スイスのイグナツィオ・カシス大統領が18日、日本の岸田文雄首相と官邸で会談し、両国が民主主義や法の支配、多国間主義、規則に基づく国際秩序を支持していくことを確認した。

スイス連邦外務省は声明外部リンクで、カシス・岸田両氏は会談で共通の価値観に基づく良好な二国間関係を確認したと明らかにした。

カシス氏は「私たちは、これらの原則に対して疑問が生じる場面が増えていく時代に生きている。そのために共に立ち上がることはさらに重要になっていく」と述べた。

ウクライナでの戦争に関しては、ヨーロッパとアジアの安全保障上の課題を中心に意見が交わされた。岸田氏はロシアの侵略がヨーロッパだけでなくアジアにおける国際秩序の基盤を弱体化させたと指摘し、「今こそ、国際社会がこれまで以上に団結する時だ」と述べた。

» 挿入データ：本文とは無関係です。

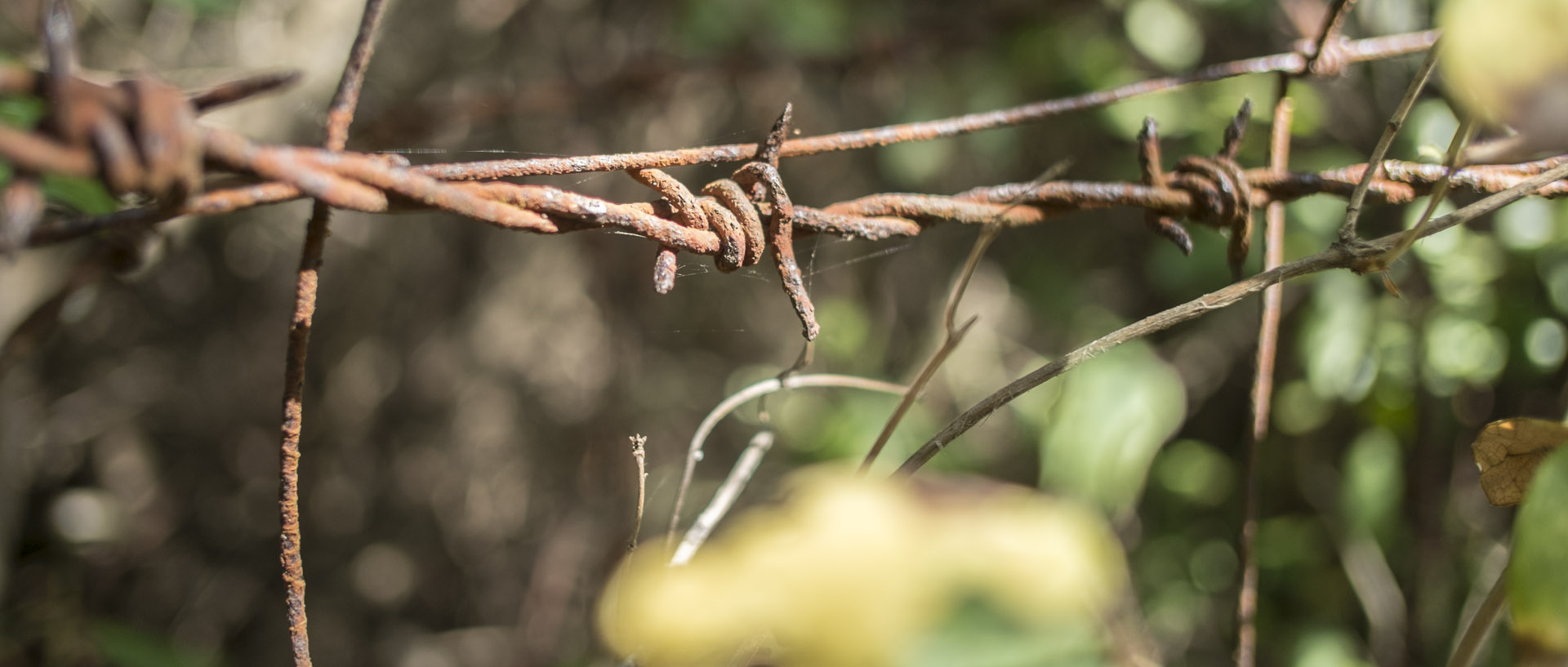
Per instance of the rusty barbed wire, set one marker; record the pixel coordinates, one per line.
(141, 136)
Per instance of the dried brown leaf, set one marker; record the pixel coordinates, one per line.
(1509, 451)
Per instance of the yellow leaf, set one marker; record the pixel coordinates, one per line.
(1509, 451)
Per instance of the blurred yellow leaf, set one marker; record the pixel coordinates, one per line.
(858, 571)
(1509, 451)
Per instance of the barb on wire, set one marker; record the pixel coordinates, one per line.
(1360, 51)
(272, 193)
(733, 218)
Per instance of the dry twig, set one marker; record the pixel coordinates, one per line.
(1338, 257)
(741, 398)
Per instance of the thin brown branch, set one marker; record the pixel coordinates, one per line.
(1325, 54)
(1263, 384)
(1360, 51)
(1450, 163)
(1348, 229)
(341, 113)
(1336, 257)
(1363, 51)
(308, 279)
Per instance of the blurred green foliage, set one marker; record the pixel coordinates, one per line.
(499, 434)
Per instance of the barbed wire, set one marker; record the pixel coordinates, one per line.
(141, 136)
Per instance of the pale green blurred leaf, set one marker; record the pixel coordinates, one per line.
(82, 194)
(1336, 337)
(1537, 578)
(122, 646)
(1374, 482)
(979, 634)
(1114, 414)
(1164, 33)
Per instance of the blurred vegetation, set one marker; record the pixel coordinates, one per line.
(466, 479)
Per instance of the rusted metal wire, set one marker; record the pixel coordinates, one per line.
(234, 199)
(341, 113)
(102, 133)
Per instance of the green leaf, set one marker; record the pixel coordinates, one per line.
(83, 194)
(1114, 414)
(122, 646)
(1537, 578)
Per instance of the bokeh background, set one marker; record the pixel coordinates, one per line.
(468, 481)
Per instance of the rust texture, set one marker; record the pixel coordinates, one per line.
(143, 136)
(341, 114)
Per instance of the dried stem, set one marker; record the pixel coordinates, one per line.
(1325, 54)
(1263, 385)
(1348, 229)
(640, 456)
(1481, 624)
(1338, 257)
(741, 398)
(724, 498)
(339, 116)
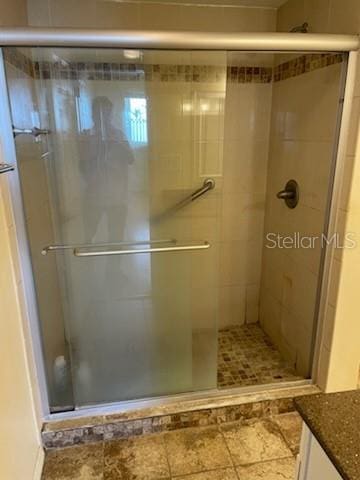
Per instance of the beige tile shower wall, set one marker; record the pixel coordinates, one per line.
(338, 367)
(148, 16)
(303, 122)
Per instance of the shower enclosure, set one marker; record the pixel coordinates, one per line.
(150, 183)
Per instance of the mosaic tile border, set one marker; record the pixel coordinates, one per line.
(304, 64)
(169, 73)
(109, 427)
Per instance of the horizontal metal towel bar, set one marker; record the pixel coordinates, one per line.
(78, 252)
(54, 248)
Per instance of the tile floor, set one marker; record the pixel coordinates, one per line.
(246, 356)
(246, 450)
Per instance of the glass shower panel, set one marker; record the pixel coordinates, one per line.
(132, 135)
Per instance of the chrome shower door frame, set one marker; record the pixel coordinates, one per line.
(165, 40)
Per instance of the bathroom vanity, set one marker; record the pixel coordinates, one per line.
(330, 442)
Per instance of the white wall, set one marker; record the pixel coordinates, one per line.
(149, 16)
(21, 455)
(338, 367)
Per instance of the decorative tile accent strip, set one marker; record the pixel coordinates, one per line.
(169, 73)
(304, 64)
(236, 74)
(111, 427)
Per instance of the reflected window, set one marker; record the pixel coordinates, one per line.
(136, 120)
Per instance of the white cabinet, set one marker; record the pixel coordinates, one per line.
(313, 463)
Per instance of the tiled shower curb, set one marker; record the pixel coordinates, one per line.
(99, 428)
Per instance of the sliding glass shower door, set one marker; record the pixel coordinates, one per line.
(122, 207)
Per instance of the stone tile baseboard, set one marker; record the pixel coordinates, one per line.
(59, 434)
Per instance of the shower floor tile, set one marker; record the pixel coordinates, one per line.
(201, 453)
(246, 356)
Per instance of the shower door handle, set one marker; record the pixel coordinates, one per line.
(81, 252)
(6, 167)
(77, 246)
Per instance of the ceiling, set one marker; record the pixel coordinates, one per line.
(243, 3)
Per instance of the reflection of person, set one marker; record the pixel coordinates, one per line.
(104, 159)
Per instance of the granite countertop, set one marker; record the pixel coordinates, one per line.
(334, 420)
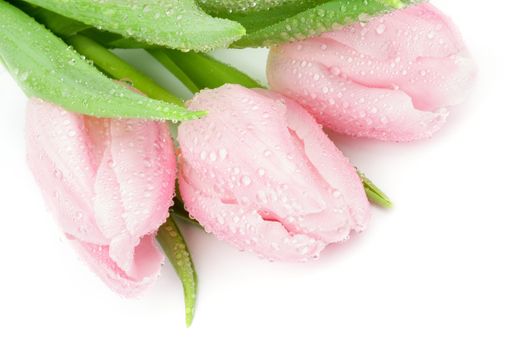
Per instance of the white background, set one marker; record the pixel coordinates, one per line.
(445, 269)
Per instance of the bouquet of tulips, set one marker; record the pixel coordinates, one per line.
(120, 159)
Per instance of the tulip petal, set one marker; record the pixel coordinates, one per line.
(58, 157)
(246, 229)
(145, 269)
(256, 153)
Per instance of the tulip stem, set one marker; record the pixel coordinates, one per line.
(116, 68)
(173, 244)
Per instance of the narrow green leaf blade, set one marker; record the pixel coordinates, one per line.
(173, 244)
(206, 72)
(257, 15)
(318, 19)
(177, 24)
(45, 67)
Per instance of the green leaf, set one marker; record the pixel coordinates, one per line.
(119, 69)
(257, 15)
(173, 244)
(374, 194)
(47, 68)
(203, 70)
(284, 20)
(177, 24)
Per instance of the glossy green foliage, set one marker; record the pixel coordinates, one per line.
(179, 24)
(45, 67)
(173, 244)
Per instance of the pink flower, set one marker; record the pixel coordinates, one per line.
(109, 183)
(393, 78)
(259, 172)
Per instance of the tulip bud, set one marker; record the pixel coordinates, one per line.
(393, 78)
(109, 183)
(260, 173)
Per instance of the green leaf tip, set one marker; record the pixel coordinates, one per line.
(173, 244)
(46, 67)
(277, 21)
(179, 24)
(374, 194)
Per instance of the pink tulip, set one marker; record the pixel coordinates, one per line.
(393, 78)
(259, 172)
(109, 183)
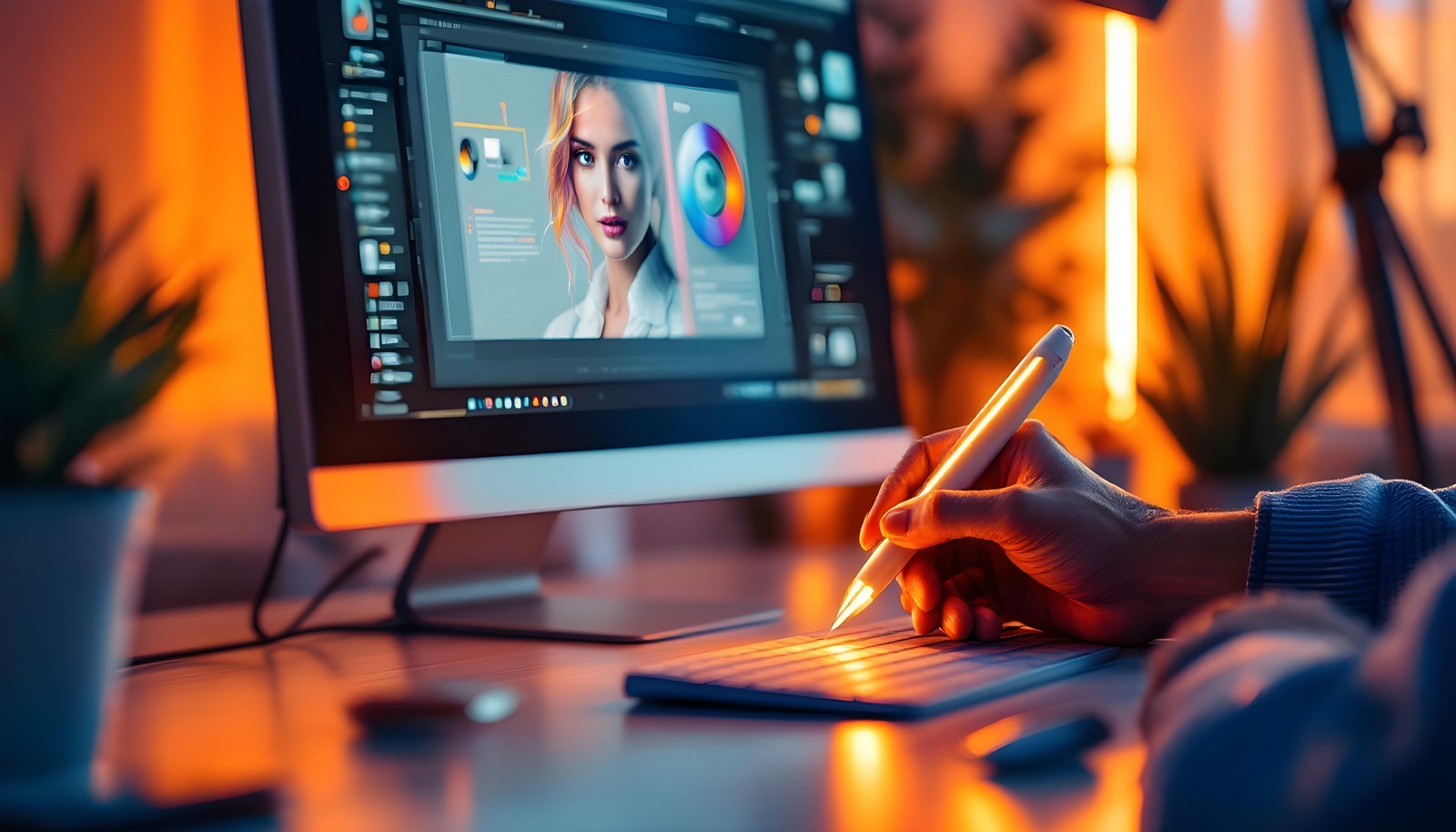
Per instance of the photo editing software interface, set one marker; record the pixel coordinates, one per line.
(545, 216)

このほか、国際機関での協力や貿易、投資、科学、デジタル化の分野でのパートナーシップの強化について意見が交わされた。外務相を兼任するカシス氏は、林芳正外相とも会談した。

アジアで2番目の貿易相手

日・スイス国間の貿易額は年間約120億フラン(約1兆6千億円)に上り、スイスにとって日本はアジアで中国に次ぐ第2の貿易相手国(貴金属を除く)だ。2009年から自由貿易協定(FTA)を結んでいる。カシス氏はスイスの立場からFTAの近代化が望ましいとの主張を繰り返した。

研究協力を巡っても日本はスイスの重要なパートナー国だ。共に2023~24年の国連安全保障理事会の非常任理事国に立候補している。

カシス氏は大阪や京都も訪問する。大阪はスイスの教育、研究、革新のネットワークとして機能するスイスネックスが拠点を置き、2025年の大阪万国博覧会にはスイスも出展予定だ。京都では科学協力に重点を置く。財界・科学界の代表団も同行している。